There is still a cache to American channels like Starz: we bring money, we bring some programming, and we bring expertise in curation and relationships.
TBI: What new shows are coming through that you are excited about?
CA: We have a lot of stuff teed up. We have American Gods, the Neil Gaiman book people have been trying to bring to the screen for a while. We’re casting, looking for a Shadow character, and the guys are writing the scripts. We added David Slade [Hannibal] as the director. He’ll direct the first one or two and stay on as producer/director, guiding the look of the whole show.
The One Percent with Alejandro Iñárritu, who just won three Academy Awards, will star Ed Helms and Hilary Swank, and has Iñárritu’s whole Birdman team. Then we have a show with a young writer called Justin Marks, which is a vehicle for J.K. Simmons (Whiplash) called Counterpart. It’s a little bit sci-fi and we’re very excited about that.
Outlander is growing in terms of its perception and fans, and Survivor’s Remorse and Power are growing for us. Ash vs Evil Dead is premiering on Halloween, and there is nothing like that on TV, that’s for sure.
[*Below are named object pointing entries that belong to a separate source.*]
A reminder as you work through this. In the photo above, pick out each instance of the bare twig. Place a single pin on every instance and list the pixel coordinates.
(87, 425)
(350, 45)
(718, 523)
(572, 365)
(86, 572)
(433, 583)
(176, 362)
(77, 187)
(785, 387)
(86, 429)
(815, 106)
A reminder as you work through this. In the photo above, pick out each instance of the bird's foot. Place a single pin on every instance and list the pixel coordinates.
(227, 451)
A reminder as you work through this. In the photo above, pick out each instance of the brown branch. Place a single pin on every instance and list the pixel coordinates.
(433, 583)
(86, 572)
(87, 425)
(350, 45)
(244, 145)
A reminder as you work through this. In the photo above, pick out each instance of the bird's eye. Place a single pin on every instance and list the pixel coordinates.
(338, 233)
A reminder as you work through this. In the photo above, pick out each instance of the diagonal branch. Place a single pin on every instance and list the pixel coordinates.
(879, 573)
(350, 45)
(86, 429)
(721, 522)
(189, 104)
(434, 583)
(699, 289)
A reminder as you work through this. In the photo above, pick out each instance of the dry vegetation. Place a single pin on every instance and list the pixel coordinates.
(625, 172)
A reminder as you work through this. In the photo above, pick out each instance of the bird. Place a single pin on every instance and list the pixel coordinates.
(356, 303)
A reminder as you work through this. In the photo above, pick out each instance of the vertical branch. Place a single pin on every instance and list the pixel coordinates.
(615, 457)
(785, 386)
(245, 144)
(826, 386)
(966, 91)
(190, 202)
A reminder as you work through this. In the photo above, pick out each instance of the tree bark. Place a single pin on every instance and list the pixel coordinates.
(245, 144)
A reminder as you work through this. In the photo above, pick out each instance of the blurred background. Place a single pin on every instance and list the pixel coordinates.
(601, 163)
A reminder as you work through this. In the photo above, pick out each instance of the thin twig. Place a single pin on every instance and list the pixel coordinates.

TBI: That is a lot of original programming, but arguably Starz has never had a defining show in the way HBO, for example, had Oz, The Wire or The Sopranos. Does that concern you?
I’m not sure ‘defining’ is possible by one show anymore, especially if you are going to different audiences. Outlander is a defining show for women 35 or 40-plus, while Power is a defining show for African Americans and increasingly others. Ash vs Evil Dead will be a defining show for fanboys of all ages.
Game of Thrones is in a class by itself in terms of the response on premium, but defining shows are tough in a 25-million home universe when [basic cable] is programming for a 100 million universe. Therefore, the strategy of us targeting people and trying to satisfy the different constituents that make up the Starz subscriber base is working in terms of the engagement we are seeing from those audiences.
TBI: There is a lot of talk about consolidation; Starz has been linked with with Lionsgate and more recently with AMC, for example. Is there a strategic rationale in a successful premium cable group aligning with a basic cable counterpart?
CA: I think there are always benefits that can come from synergies and scale, and if you take two good companies that are executing well on their strategies and you combine them, the chances are you are going to end up with a better company. Having said that, we go into work everyday thinking we are going to be a standalone as far as we can see.
People talk about this stuff, and even though we are not a US$20 billion dollar company, we are a US$5 billion company, and [AMC] are a US$5 or US$6 billion company and Lionsgate is a US$5 or US$6 billion company, it is not so easy to put these companies together. But I think that we’ll probably see some consolidation on the content side over the next couple of years because its just going to star making sense; its going to start to propel growth and I think you can create value that way.